TN: That was no reason to get into it. My dad died when I was young, I did not watch him work that much, I was not that interested in music. For "Star Wars" in 1979 I got a bone toss, I knew John Williams through the family, Uncle Lionel and Dad knew him well, John decided to give me a small bit in "Return of Jedi" when Darth Vader dies, it was so well-sketched and orchestrated that I was copying stuff down more than adding to it.

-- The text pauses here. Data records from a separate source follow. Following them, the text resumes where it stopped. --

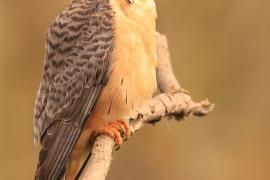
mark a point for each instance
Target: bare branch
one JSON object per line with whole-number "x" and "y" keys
{"x": 174, "y": 102}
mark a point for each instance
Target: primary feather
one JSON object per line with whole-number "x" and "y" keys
{"x": 76, "y": 68}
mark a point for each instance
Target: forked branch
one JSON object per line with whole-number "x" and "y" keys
{"x": 173, "y": 102}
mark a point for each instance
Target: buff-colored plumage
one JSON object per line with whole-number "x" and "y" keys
{"x": 99, "y": 66}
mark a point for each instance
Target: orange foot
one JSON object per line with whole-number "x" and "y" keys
{"x": 115, "y": 129}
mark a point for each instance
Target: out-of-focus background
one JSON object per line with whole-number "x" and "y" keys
{"x": 220, "y": 50}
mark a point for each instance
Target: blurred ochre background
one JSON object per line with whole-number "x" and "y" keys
{"x": 220, "y": 50}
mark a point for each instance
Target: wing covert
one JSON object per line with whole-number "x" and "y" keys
{"x": 76, "y": 68}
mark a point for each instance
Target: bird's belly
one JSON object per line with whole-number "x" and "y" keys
{"x": 132, "y": 81}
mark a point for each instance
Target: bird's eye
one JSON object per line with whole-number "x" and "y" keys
{"x": 130, "y": 1}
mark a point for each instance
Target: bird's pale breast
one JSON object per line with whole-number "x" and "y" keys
{"x": 133, "y": 72}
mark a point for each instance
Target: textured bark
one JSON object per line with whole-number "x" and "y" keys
{"x": 174, "y": 102}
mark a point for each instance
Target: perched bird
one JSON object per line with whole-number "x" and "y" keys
{"x": 100, "y": 65}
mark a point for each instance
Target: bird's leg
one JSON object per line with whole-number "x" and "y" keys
{"x": 114, "y": 130}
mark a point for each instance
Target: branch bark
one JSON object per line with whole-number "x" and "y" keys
{"x": 173, "y": 102}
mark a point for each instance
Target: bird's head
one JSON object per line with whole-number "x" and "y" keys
{"x": 136, "y": 9}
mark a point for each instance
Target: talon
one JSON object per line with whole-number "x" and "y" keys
{"x": 125, "y": 128}
{"x": 114, "y": 131}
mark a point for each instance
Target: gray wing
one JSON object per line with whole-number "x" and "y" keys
{"x": 76, "y": 68}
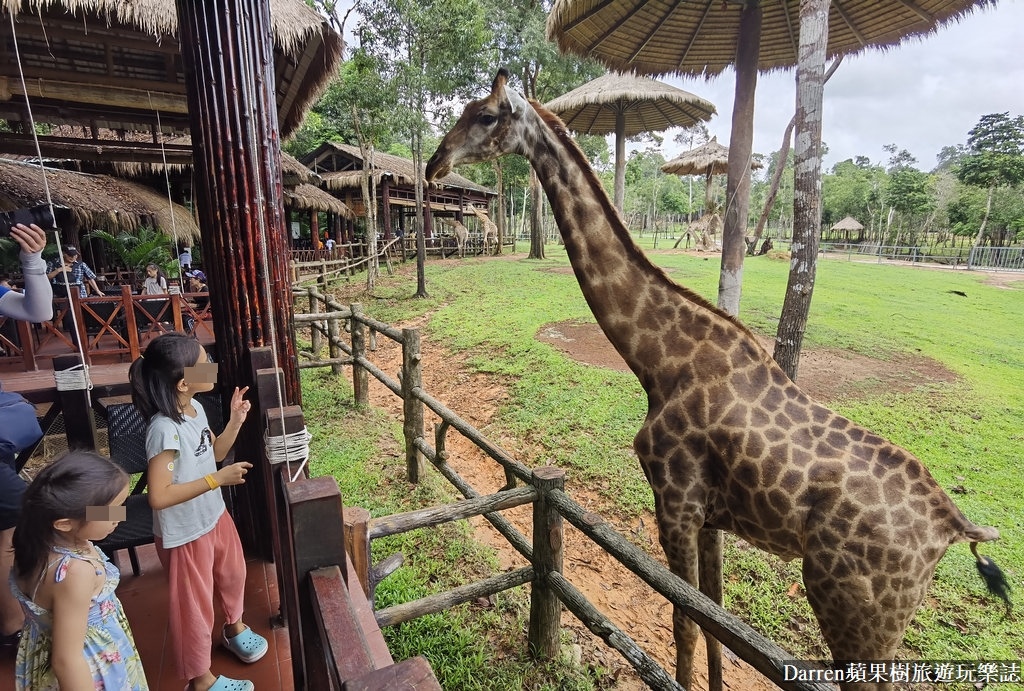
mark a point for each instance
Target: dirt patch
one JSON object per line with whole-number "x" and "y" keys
{"x": 825, "y": 374}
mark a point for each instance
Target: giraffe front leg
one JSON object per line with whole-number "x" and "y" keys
{"x": 680, "y": 545}
{"x": 710, "y": 560}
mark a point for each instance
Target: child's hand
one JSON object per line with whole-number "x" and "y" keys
{"x": 232, "y": 474}
{"x": 240, "y": 406}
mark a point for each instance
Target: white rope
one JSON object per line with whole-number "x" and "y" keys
{"x": 49, "y": 203}
{"x": 75, "y": 379}
{"x": 285, "y": 447}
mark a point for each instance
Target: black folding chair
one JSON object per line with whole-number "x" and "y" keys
{"x": 126, "y": 433}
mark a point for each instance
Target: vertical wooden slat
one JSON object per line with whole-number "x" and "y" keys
{"x": 228, "y": 62}
{"x": 545, "y": 607}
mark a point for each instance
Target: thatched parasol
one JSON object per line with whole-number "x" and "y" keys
{"x": 95, "y": 202}
{"x": 848, "y": 223}
{"x": 626, "y": 105}
{"x": 710, "y": 159}
{"x": 62, "y": 43}
{"x": 655, "y": 37}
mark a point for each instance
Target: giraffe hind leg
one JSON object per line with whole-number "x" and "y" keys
{"x": 858, "y": 623}
{"x": 710, "y": 560}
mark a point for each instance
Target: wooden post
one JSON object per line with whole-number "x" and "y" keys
{"x": 357, "y": 545}
{"x": 334, "y": 351}
{"x": 79, "y": 422}
{"x": 360, "y": 378}
{"x": 545, "y": 607}
{"x": 412, "y": 377}
{"x": 315, "y": 338}
{"x": 317, "y": 540}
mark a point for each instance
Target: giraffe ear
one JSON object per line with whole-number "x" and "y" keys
{"x": 516, "y": 100}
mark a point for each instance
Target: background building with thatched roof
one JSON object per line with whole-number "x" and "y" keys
{"x": 847, "y": 230}
{"x": 340, "y": 167}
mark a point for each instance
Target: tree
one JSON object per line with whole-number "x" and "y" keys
{"x": 518, "y": 38}
{"x": 135, "y": 250}
{"x": 906, "y": 192}
{"x": 428, "y": 51}
{"x": 995, "y": 158}
{"x": 807, "y": 184}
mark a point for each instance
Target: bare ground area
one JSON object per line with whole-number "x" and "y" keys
{"x": 646, "y": 617}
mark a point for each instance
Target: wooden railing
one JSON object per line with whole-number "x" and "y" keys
{"x": 544, "y": 487}
{"x": 113, "y": 327}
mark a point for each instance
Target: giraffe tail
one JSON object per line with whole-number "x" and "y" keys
{"x": 995, "y": 580}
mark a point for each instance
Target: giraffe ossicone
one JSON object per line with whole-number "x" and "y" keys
{"x": 729, "y": 442}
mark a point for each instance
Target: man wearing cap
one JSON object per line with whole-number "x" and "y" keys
{"x": 79, "y": 273}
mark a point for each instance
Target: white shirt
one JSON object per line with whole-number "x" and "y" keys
{"x": 192, "y": 442}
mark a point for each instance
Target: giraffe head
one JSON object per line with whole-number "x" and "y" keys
{"x": 484, "y": 131}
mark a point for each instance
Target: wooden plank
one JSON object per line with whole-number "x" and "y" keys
{"x": 412, "y": 675}
{"x": 345, "y": 649}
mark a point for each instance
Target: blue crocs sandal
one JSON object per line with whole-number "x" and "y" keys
{"x": 225, "y": 684}
{"x": 247, "y": 646}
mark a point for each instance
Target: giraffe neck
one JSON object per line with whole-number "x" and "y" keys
{"x": 652, "y": 321}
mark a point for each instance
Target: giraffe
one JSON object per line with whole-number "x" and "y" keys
{"x": 729, "y": 442}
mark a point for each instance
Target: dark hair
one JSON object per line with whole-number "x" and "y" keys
{"x": 61, "y": 489}
{"x": 155, "y": 376}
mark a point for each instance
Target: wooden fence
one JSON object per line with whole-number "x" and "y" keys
{"x": 544, "y": 487}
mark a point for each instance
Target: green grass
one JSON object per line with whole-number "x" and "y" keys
{"x": 969, "y": 433}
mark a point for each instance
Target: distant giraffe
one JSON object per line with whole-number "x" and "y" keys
{"x": 489, "y": 231}
{"x": 729, "y": 442}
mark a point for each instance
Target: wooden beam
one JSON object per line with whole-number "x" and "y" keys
{"x": 95, "y": 149}
{"x": 95, "y": 93}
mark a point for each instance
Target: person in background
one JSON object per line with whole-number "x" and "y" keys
{"x": 18, "y": 427}
{"x": 196, "y": 283}
{"x": 76, "y": 633}
{"x": 184, "y": 259}
{"x": 79, "y": 273}
{"x": 156, "y": 281}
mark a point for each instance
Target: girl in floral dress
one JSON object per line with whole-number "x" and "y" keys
{"x": 76, "y": 636}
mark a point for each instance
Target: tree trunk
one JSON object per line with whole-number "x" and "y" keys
{"x": 421, "y": 241}
{"x": 984, "y": 221}
{"x": 807, "y": 184}
{"x": 783, "y": 154}
{"x": 737, "y": 193}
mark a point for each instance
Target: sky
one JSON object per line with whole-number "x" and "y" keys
{"x": 921, "y": 95}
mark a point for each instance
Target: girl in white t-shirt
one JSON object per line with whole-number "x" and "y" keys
{"x": 196, "y": 537}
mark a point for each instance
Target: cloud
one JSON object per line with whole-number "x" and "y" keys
{"x": 921, "y": 95}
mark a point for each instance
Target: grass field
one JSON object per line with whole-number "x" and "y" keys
{"x": 970, "y": 433}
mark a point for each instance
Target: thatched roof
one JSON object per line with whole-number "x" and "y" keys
{"x": 95, "y": 202}
{"x": 848, "y": 223}
{"x": 709, "y": 159}
{"x": 309, "y": 198}
{"x": 400, "y": 170}
{"x": 656, "y": 37}
{"x": 117, "y": 62}
{"x": 646, "y": 105}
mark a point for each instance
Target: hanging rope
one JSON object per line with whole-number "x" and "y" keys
{"x": 49, "y": 203}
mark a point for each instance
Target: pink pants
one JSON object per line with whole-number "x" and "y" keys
{"x": 212, "y": 565}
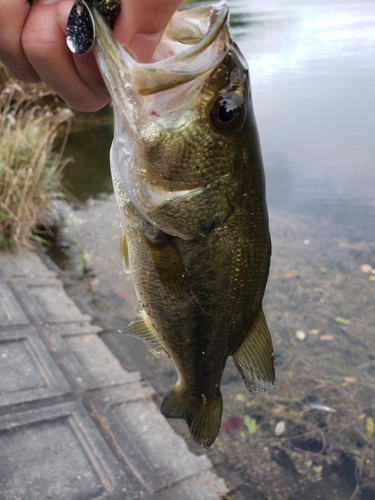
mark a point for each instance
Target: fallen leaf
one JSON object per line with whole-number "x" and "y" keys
{"x": 250, "y": 423}
{"x": 315, "y": 331}
{"x": 366, "y": 268}
{"x": 280, "y": 428}
{"x": 370, "y": 426}
{"x": 232, "y": 423}
{"x": 326, "y": 338}
{"x": 240, "y": 397}
{"x": 300, "y": 334}
{"x": 350, "y": 380}
{"x": 342, "y": 321}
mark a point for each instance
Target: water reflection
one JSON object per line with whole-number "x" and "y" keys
{"x": 312, "y": 68}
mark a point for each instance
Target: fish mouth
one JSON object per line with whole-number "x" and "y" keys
{"x": 194, "y": 42}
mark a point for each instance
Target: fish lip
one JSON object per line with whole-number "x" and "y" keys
{"x": 153, "y": 77}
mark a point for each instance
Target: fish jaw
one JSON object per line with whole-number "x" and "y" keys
{"x": 159, "y": 96}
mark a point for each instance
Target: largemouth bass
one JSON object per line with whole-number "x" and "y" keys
{"x": 188, "y": 177}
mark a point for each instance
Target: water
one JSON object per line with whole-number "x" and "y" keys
{"x": 312, "y": 69}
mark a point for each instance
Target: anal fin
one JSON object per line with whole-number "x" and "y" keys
{"x": 254, "y": 358}
{"x": 124, "y": 252}
{"x": 203, "y": 417}
{"x": 141, "y": 327}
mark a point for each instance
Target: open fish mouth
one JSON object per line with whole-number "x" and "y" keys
{"x": 194, "y": 42}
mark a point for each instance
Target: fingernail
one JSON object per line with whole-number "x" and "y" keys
{"x": 144, "y": 45}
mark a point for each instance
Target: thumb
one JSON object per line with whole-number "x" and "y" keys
{"x": 141, "y": 23}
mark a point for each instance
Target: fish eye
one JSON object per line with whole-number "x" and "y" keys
{"x": 227, "y": 113}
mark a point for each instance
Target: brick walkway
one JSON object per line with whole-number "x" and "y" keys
{"x": 73, "y": 423}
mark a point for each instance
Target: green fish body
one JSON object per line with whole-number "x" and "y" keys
{"x": 188, "y": 176}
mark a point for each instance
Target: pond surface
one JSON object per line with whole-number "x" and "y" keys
{"x": 312, "y": 69}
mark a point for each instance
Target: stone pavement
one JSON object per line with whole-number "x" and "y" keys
{"x": 74, "y": 424}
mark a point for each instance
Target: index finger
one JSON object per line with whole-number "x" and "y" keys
{"x": 12, "y": 20}
{"x": 141, "y": 24}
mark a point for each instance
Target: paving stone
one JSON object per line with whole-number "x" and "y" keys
{"x": 10, "y": 311}
{"x": 24, "y": 264}
{"x": 98, "y": 437}
{"x": 47, "y": 301}
{"x": 202, "y": 486}
{"x": 57, "y": 453}
{"x": 91, "y": 362}
{"x": 27, "y": 370}
{"x": 162, "y": 457}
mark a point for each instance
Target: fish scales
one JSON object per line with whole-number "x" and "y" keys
{"x": 188, "y": 177}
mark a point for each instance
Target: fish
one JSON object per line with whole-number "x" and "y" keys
{"x": 188, "y": 177}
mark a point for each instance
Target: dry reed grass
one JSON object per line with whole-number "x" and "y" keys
{"x": 31, "y": 117}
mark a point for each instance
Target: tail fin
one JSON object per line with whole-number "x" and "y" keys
{"x": 203, "y": 417}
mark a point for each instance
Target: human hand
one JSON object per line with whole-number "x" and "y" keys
{"x": 33, "y": 46}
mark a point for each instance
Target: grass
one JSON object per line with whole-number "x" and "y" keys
{"x": 31, "y": 118}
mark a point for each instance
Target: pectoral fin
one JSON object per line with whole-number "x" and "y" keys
{"x": 169, "y": 267}
{"x": 254, "y": 358}
{"x": 203, "y": 417}
{"x": 141, "y": 327}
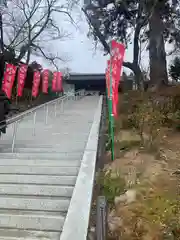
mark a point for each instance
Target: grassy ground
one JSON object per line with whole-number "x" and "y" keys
{"x": 143, "y": 187}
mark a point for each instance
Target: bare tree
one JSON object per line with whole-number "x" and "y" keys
{"x": 30, "y": 25}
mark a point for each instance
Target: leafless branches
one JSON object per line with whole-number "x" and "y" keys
{"x": 30, "y": 25}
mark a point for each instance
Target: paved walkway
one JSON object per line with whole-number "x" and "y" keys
{"x": 38, "y": 179}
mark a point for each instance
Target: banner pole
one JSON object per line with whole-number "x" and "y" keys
{"x": 111, "y": 116}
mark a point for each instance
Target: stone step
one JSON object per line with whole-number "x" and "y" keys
{"x": 39, "y": 170}
{"x": 23, "y": 234}
{"x": 36, "y": 190}
{"x": 43, "y": 156}
{"x": 34, "y": 203}
{"x": 38, "y": 179}
{"x": 31, "y": 220}
{"x": 39, "y": 162}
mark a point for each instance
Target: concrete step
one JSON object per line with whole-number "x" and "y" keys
{"x": 59, "y": 150}
{"x": 38, "y": 179}
{"x": 23, "y": 234}
{"x": 39, "y": 162}
{"x": 36, "y": 190}
{"x": 34, "y": 203}
{"x": 35, "y": 170}
{"x": 43, "y": 156}
{"x": 31, "y": 220}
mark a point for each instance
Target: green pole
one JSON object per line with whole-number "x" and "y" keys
{"x": 111, "y": 117}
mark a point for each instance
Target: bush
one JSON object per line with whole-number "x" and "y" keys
{"x": 111, "y": 185}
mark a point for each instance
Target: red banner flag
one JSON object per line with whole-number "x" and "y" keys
{"x": 108, "y": 78}
{"x": 54, "y": 82}
{"x": 21, "y": 79}
{"x": 36, "y": 83}
{"x": 59, "y": 81}
{"x": 117, "y": 56}
{"x": 45, "y": 78}
{"x": 8, "y": 81}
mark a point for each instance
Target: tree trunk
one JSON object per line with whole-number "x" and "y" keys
{"x": 157, "y": 55}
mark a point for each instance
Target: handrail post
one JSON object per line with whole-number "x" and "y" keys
{"x": 34, "y": 122}
{"x": 14, "y": 135}
{"x": 101, "y": 218}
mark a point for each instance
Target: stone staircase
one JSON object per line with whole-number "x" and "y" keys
{"x": 37, "y": 180}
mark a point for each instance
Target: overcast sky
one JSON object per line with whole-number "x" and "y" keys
{"x": 80, "y": 49}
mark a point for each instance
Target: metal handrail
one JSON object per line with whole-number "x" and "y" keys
{"x": 16, "y": 119}
{"x": 32, "y": 110}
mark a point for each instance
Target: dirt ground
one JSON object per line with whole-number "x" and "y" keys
{"x": 148, "y": 207}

I had an opportunity, I met a producer in NY, Scott Rudin, who came out here to work on his first movie, "Reckless," with Aidan Quinn, Darryl Hannah, and there I was. I thought it was a tough job, at first. I think you have to develop vocabularies and a sense eof procedure. You meet people to help you through. It took me 8 or 9 years to feel comfortable with the work and not fraudulent in my efforts.
How you get through any job is to make it meaningful, and like what you do. It took me a while to get comfortable in my role, to realize I had something to offer dramatically. I needed to understand what it was in order to have an opinion of what I thought. If I fell short of the mark, I had to ask 'why?' and correct it the next time out. That's how I started to understand this.
AT: What are your favorite, best realized scores?
TN: On "Flesh & Bone," I started to make stylistic progress, to understand working with a small ensemble in the sampling realm and adding strings, an interior/exterior sense of how music is made and can fit behind drama. "American Beauty," "Shawshank,""Wall-E," I like working with a game changer like Pixar. I learned from Pixar that the way to be free in music is to satisfy the dramatic requirement and see what you can sneak in that interests you stylistically. In animation you're very tied to action and mood changes happen quickly. The action is more demanding moment to moment.
AT: Where do you do your composing?
TN: I have a couple places where I work. I have a computer with several monitors above, and computer programs that lock up any idea to picture so you can have an opinion about it, as can anyone else in the room. It makes the invisible more visible, it's easy to move the music around--'like here, delay it 10 seconds'-- it's a collaborative process.
AT: What are the differences beween Mendes and Madden?
TN: They're similar in approach. Both are really musical and have great ears and have a great sense of how music is altering the image dramatically or emotionally. I'd put them on a par in their sense of leadership, they can be discouraging and encouraging. There's always moments when good ideas fall away for whatever reason, dire moments in one's level of energy. The mark of good leadership is when someone is rejecting ideas, they are still encouraging you to keep going forward. There's nothing worse than feeling discouraged, it's not a good place to be in, you have to keep ideas floating and still refine the director's sense of what they're doing.
Some other people leave you alone more---Steven Soderbergh--I've worked with him several times, it's a different way through, his approach is looser more improvisatory during post-production and leads to amazing choices. How you get to the end of the line, some directors feel the need to carry the point, others are confident enough in the material, like Soderbergh, to let go of it.